Haldor Topsoe Updates on African Projects
Danish technology firm Haldor Topsoe said August 15 it acquired full ownership of German firm Ferrostaal Topsoe Projects (FTP), based in Essen. One week on, it has told NGW what this means for ventures in Angola and Tanzania requiring locally produced gas.
The acquisition of FTP will strengthen Topsoe’s existing business within ammonia, methanol, GTL and refining, along with upcoming development projects, said the Danish firm a week ago. “We look forward to welcoming our new colleagues in Germany; they are true experts, who offer proficient project development support to our customers from the very early stages of their projects," said Haldor Topsoe's deputy CEO and head of chemicals Amy Hebert. Transaction value was not disclosed and the deal was finalized August 3; full integration is scheduled by September 1, 2018. FTP will be rebranded 'Topsoe Project Development’ (TPD) and remain in Essen.
TPD managing director Stefan Kratz provided NGW August 22 with an update on its projects in Angola, and in Tanzania in which Haldor Topsoe had already been involved.

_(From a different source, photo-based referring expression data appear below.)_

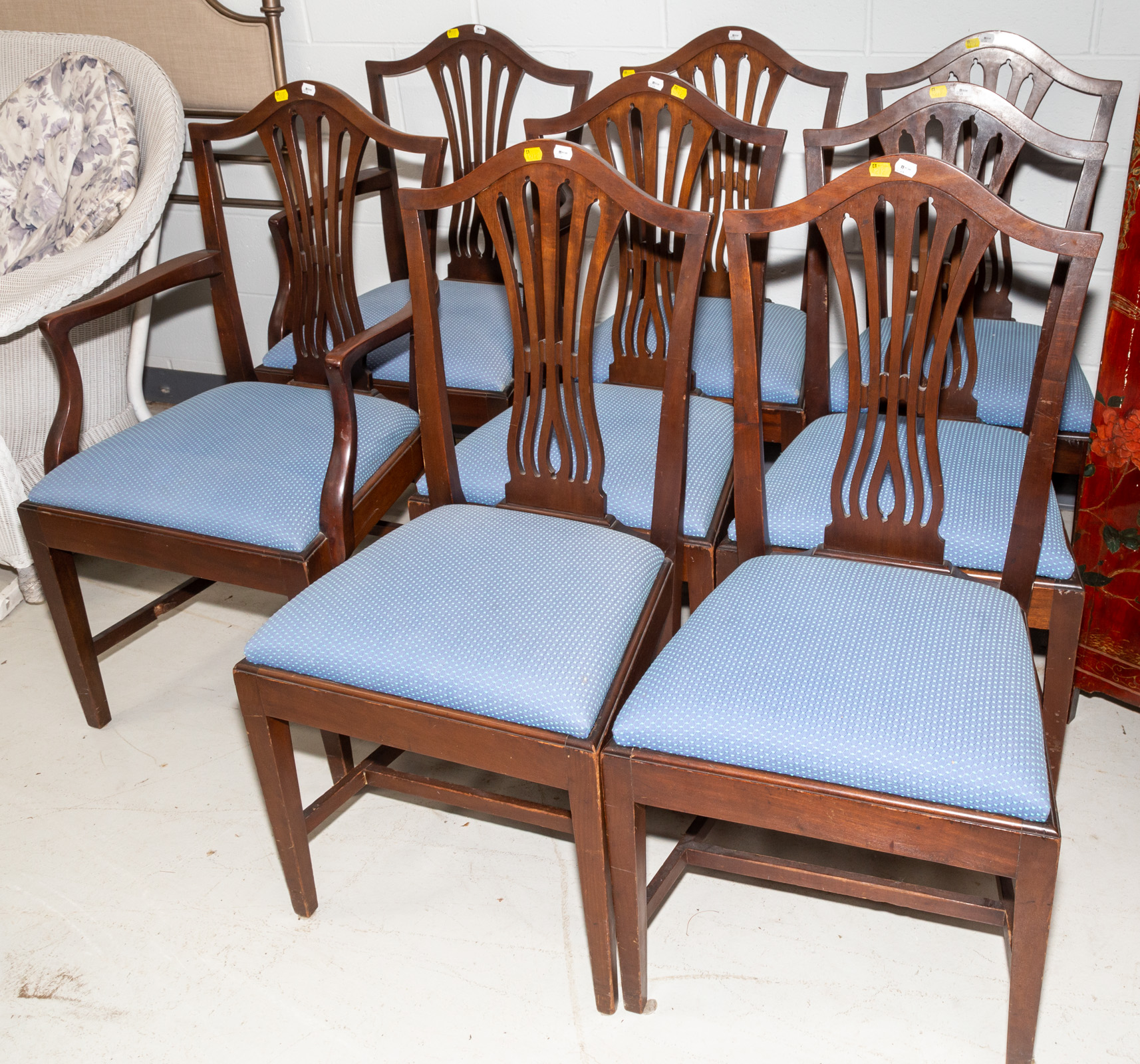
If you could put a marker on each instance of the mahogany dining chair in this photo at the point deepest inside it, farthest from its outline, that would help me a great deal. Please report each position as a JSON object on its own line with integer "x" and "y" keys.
{"x": 659, "y": 132}
{"x": 991, "y": 362}
{"x": 1032, "y": 73}
{"x": 868, "y": 694}
{"x": 502, "y": 638}
{"x": 477, "y": 73}
{"x": 257, "y": 483}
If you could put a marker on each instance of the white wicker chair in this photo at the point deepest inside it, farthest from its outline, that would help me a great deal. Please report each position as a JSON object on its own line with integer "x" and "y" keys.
{"x": 29, "y": 386}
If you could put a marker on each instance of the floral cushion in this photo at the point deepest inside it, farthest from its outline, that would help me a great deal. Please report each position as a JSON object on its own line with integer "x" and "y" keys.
{"x": 69, "y": 159}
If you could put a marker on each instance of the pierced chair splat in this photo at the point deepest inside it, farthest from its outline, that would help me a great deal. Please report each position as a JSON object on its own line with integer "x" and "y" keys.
{"x": 990, "y": 365}
{"x": 477, "y": 73}
{"x": 745, "y": 73}
{"x": 867, "y": 695}
{"x": 1032, "y": 73}
{"x": 570, "y": 607}
{"x": 255, "y": 483}
{"x": 629, "y": 121}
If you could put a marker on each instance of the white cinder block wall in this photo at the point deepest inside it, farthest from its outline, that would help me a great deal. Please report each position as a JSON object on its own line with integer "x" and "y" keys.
{"x": 330, "y": 40}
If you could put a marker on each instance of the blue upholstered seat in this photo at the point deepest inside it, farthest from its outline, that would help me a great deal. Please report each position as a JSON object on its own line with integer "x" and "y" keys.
{"x": 474, "y": 329}
{"x": 1006, "y": 355}
{"x": 781, "y": 368}
{"x": 873, "y": 676}
{"x": 243, "y": 462}
{"x": 980, "y": 470}
{"x": 517, "y": 616}
{"x": 629, "y": 420}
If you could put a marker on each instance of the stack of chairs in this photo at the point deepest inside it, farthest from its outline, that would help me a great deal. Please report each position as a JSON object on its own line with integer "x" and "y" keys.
{"x": 863, "y": 544}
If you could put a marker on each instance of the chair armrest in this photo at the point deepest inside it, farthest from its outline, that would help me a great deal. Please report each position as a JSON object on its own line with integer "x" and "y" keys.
{"x": 337, "y": 519}
{"x": 63, "y": 440}
{"x": 195, "y": 266}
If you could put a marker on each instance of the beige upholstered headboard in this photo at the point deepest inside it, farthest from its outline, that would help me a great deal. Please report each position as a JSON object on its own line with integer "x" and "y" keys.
{"x": 219, "y": 61}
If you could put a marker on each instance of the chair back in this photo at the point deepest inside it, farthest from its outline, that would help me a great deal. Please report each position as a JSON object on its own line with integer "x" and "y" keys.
{"x": 892, "y": 422}
{"x": 476, "y": 72}
{"x": 1032, "y": 68}
{"x": 315, "y": 137}
{"x": 991, "y": 134}
{"x": 1032, "y": 73}
{"x": 730, "y": 64}
{"x": 553, "y": 211}
{"x": 712, "y": 161}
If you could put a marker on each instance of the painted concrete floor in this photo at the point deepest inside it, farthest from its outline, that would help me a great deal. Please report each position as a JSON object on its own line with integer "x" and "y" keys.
{"x": 144, "y": 916}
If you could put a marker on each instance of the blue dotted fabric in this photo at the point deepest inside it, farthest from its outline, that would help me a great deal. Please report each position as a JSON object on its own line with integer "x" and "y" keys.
{"x": 873, "y": 676}
{"x": 474, "y": 329}
{"x": 629, "y": 420}
{"x": 515, "y": 616}
{"x": 243, "y": 462}
{"x": 781, "y": 368}
{"x": 1007, "y": 352}
{"x": 980, "y": 470}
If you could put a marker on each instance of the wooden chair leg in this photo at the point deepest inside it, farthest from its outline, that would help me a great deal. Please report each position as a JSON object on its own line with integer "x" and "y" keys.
{"x": 65, "y": 599}
{"x": 273, "y": 756}
{"x": 1060, "y": 660}
{"x": 339, "y": 751}
{"x": 589, "y": 820}
{"x": 700, "y": 576}
{"x": 625, "y": 831}
{"x": 1033, "y": 904}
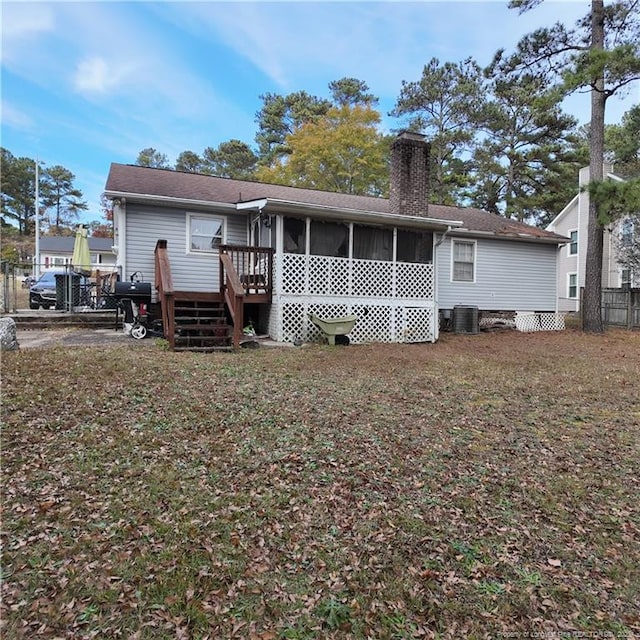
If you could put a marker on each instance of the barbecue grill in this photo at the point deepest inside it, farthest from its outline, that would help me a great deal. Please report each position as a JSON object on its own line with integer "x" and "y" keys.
{"x": 133, "y": 299}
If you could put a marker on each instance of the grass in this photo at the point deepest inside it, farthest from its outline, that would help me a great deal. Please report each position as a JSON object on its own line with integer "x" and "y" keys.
{"x": 478, "y": 487}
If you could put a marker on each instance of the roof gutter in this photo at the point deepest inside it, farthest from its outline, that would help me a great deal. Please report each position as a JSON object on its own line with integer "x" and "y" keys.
{"x": 351, "y": 215}
{"x": 520, "y": 237}
{"x": 185, "y": 202}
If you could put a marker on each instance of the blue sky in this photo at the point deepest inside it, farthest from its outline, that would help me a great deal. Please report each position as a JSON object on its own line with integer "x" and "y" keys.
{"x": 85, "y": 84}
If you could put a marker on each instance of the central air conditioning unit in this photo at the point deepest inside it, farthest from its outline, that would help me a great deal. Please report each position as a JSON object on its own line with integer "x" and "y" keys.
{"x": 465, "y": 319}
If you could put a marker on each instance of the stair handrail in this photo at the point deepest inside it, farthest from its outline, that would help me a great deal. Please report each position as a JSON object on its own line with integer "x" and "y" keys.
{"x": 233, "y": 294}
{"x": 166, "y": 293}
{"x": 254, "y": 266}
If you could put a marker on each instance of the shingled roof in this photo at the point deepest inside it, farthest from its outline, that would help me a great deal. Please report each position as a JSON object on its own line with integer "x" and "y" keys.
{"x": 132, "y": 180}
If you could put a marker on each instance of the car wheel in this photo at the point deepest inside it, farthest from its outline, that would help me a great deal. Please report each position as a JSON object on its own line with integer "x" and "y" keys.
{"x": 139, "y": 332}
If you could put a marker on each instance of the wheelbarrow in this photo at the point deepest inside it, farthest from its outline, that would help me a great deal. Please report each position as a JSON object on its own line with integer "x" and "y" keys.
{"x": 332, "y": 327}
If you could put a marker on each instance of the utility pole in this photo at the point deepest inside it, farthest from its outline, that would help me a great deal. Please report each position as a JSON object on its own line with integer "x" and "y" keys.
{"x": 36, "y": 266}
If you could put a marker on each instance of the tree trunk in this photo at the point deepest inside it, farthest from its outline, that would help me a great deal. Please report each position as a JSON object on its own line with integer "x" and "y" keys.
{"x": 591, "y": 313}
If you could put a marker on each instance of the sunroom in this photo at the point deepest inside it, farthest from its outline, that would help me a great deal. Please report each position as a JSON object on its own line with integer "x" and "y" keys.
{"x": 333, "y": 263}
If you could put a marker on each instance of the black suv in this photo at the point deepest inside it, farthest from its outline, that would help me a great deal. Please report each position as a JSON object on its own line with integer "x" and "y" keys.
{"x": 43, "y": 292}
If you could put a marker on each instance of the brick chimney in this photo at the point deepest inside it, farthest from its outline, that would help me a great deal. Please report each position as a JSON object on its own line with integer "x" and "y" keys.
{"x": 409, "y": 185}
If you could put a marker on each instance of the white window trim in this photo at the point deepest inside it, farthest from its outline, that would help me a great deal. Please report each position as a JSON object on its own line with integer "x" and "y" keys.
{"x": 204, "y": 216}
{"x": 621, "y": 274}
{"x": 570, "y": 243}
{"x": 569, "y": 296}
{"x": 475, "y": 260}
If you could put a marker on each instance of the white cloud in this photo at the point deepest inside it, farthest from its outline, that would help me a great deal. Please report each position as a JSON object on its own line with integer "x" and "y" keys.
{"x": 14, "y": 117}
{"x": 93, "y": 75}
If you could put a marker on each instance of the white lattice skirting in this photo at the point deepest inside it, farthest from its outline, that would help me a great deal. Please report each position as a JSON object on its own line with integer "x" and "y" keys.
{"x": 377, "y": 322}
{"x": 539, "y": 321}
{"x": 392, "y": 300}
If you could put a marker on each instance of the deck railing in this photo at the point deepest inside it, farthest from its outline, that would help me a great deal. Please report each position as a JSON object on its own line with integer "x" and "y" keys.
{"x": 253, "y": 265}
{"x": 166, "y": 292}
{"x": 233, "y": 295}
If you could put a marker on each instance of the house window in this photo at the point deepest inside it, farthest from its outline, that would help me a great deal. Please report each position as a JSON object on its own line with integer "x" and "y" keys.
{"x": 464, "y": 257}
{"x": 329, "y": 239}
{"x": 414, "y": 246}
{"x": 625, "y": 278}
{"x": 295, "y": 233}
{"x": 205, "y": 233}
{"x": 372, "y": 243}
{"x": 573, "y": 285}
{"x": 626, "y": 233}
{"x": 573, "y": 245}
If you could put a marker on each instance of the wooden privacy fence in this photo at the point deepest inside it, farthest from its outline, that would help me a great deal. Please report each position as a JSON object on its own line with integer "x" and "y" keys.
{"x": 621, "y": 307}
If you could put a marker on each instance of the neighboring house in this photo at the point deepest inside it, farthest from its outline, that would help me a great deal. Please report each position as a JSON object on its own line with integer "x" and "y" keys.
{"x": 572, "y": 222}
{"x": 395, "y": 263}
{"x": 56, "y": 253}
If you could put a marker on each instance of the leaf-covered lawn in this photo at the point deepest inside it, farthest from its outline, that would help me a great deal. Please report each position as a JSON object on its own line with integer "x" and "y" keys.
{"x": 480, "y": 487}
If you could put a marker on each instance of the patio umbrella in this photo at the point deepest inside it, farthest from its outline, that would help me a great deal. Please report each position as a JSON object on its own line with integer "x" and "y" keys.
{"x": 81, "y": 260}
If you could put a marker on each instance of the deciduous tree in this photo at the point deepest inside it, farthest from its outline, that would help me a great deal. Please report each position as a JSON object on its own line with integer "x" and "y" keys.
{"x": 342, "y": 152}
{"x": 149, "y": 157}
{"x": 231, "y": 159}
{"x": 280, "y": 116}
{"x": 190, "y": 162}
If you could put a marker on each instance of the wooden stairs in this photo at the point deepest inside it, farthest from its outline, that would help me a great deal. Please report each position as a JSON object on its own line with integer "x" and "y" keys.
{"x": 201, "y": 325}
{"x": 213, "y": 321}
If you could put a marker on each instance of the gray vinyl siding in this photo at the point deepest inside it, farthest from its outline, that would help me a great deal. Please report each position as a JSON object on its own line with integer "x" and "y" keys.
{"x": 509, "y": 276}
{"x": 191, "y": 272}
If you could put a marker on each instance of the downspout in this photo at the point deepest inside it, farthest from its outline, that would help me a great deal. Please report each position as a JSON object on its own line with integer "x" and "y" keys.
{"x": 436, "y": 306}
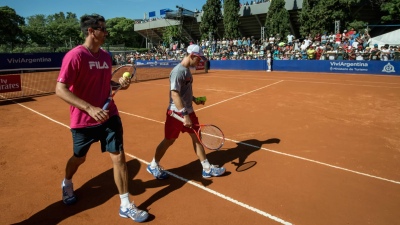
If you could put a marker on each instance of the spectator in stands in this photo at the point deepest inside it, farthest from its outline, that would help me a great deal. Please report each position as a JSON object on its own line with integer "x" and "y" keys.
{"x": 375, "y": 53}
{"x": 311, "y": 53}
{"x": 385, "y": 53}
{"x": 86, "y": 94}
{"x": 180, "y": 102}
{"x": 341, "y": 53}
{"x": 338, "y": 38}
{"x": 324, "y": 38}
{"x": 290, "y": 38}
{"x": 319, "y": 53}
{"x": 269, "y": 61}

Kratz said: "The fertiliser project in southern Tanzania is progressing. Negotiations are ongoing, which means that we unfortunately cannot comment in further detail. Another project in Africa that the newly-formed TPD is actively engaged in developing, is a 2mn metric tons/year fertiliser plant in Soyo, Angola. As an integrated part of Topsoe, TPD will be even more involved in developing projects and helping customers finance and realise their projects." The Soyo project could receive feedstock gas from the Angola LNG project, which has capacity to supply piped gas to local consumers.
Tanzania's populist president John Magufuli has been pressing investors, including Haldor Topsoe, to take a prompt investment decision on the planned $1bn project with Ferrostaal since mid-2016 that would produce 1.3mn mt/yr of fertiliser. The Danish firm said then a final investment decision might be expected by early 2018. But fiscal uncertainty in Tanzania has set back that and others' projects. Nearest potential gas sources to the planned fertiliser plant at Lindi are the producing Pertamina-operated Mnazi Bay gasfield and the as-yet undeveloped Ntorya gas find by Aminex.
If the Danes want a bigger gas source, they will have to wait, as there are few signs that Shell or Norway's Equinor plan to go ahead with bigger developments that would liquefy offshore gas for export.